So it’s no surprise that pilots get major training before getting assigned into service.
Cadets prepare even before applying to flight school and can earn a pilots license in their spare time. Through an aviation club, they can train on a simulator.
If selected for flight school, they will have been one of approximately 20 cadets of a graduating class who attend flight training immediately after graduating the academy. Others go to flight school within three years, according to the USCG.
To earn their wings, they will have completed basic flight training and learned to fly Coast Guard aircraft. Aviators may fly multiple aircraft types through their career, including helicopters and fixed-wing aircraft.
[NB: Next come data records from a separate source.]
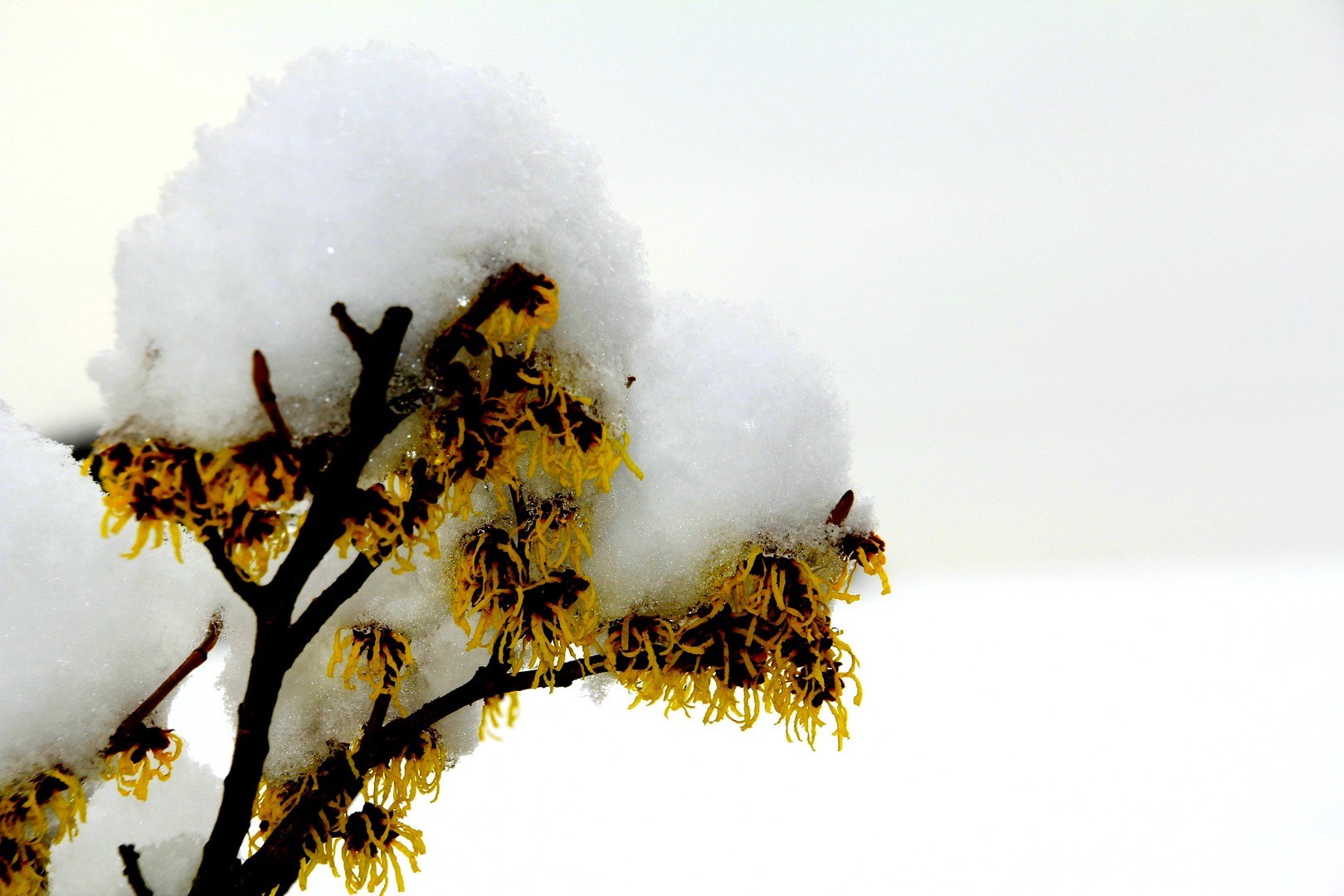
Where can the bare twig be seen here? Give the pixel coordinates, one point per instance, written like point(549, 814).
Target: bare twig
point(335, 489)
point(245, 589)
point(130, 867)
point(841, 511)
point(346, 586)
point(187, 666)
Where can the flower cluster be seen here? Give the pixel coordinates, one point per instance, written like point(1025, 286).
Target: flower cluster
point(498, 419)
point(371, 843)
point(27, 816)
point(762, 642)
point(139, 755)
point(244, 494)
point(374, 655)
point(531, 616)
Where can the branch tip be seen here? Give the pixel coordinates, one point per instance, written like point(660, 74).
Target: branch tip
point(130, 868)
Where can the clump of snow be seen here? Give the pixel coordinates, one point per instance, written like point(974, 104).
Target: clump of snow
point(316, 709)
point(88, 635)
point(743, 438)
point(373, 178)
point(382, 178)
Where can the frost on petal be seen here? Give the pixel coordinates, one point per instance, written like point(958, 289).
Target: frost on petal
point(88, 633)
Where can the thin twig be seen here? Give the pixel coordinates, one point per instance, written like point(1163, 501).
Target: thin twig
point(245, 589)
point(187, 666)
point(340, 777)
point(130, 868)
point(346, 586)
point(266, 395)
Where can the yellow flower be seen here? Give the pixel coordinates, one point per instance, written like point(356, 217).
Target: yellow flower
point(245, 494)
point(531, 304)
point(141, 755)
point(496, 715)
point(762, 642)
point(370, 845)
point(418, 770)
point(26, 829)
point(374, 655)
point(273, 802)
point(530, 624)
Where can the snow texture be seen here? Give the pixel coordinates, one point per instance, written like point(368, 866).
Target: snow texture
point(373, 178)
point(379, 178)
point(168, 830)
point(88, 635)
point(741, 438)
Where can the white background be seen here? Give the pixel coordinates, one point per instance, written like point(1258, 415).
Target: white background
point(1081, 271)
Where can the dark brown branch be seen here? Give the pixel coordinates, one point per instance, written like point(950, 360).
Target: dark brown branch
point(346, 586)
point(130, 867)
point(335, 490)
point(841, 511)
point(275, 864)
point(489, 680)
point(187, 666)
point(335, 494)
point(335, 486)
point(244, 587)
point(266, 395)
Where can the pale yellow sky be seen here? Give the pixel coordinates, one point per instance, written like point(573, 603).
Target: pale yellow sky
point(1077, 268)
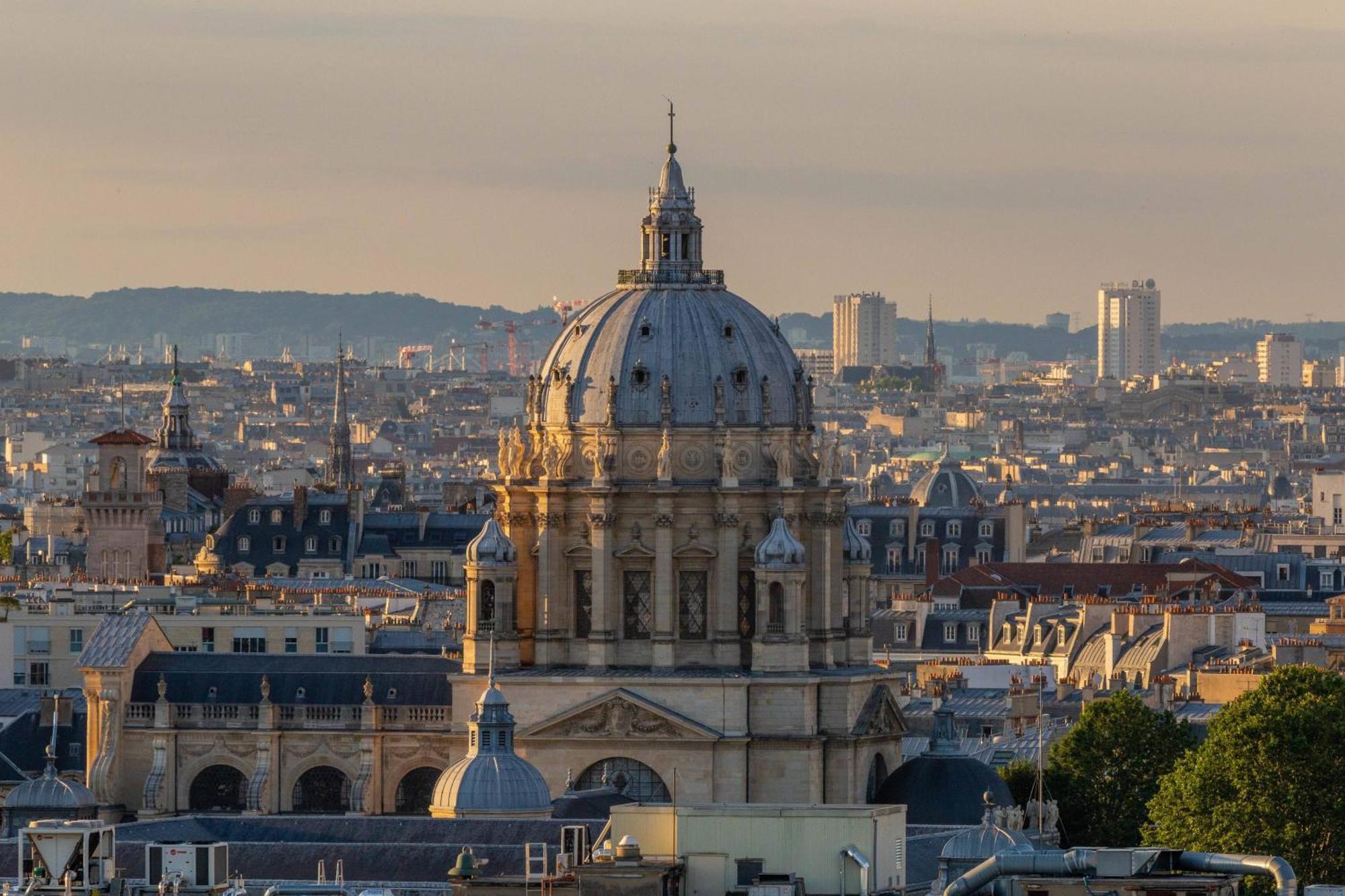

“Helicopter aircrews may deploy to Coast Guard cutters equipped with a flight deck for part or all of a patrol, depending on the mission,” the Coast Guard stated.
Seeing the rescuers in action
The rescue in the Laguna Madre on Monday happened at night with a helicopter crew from the station in Corpus Christi. The men were aboard a boat taking on water, but in an area of the bay that a Coast Guard cutter ship could not reach. Therefore, the helicopter crew was needed, officials said.
These rescues require one crew member to be lowered to the surface, help secure a person being rescued into the harness or platform and then be raised to the helicopter, as seen in a rescue from December 2022 near Port O’Conner, Texas.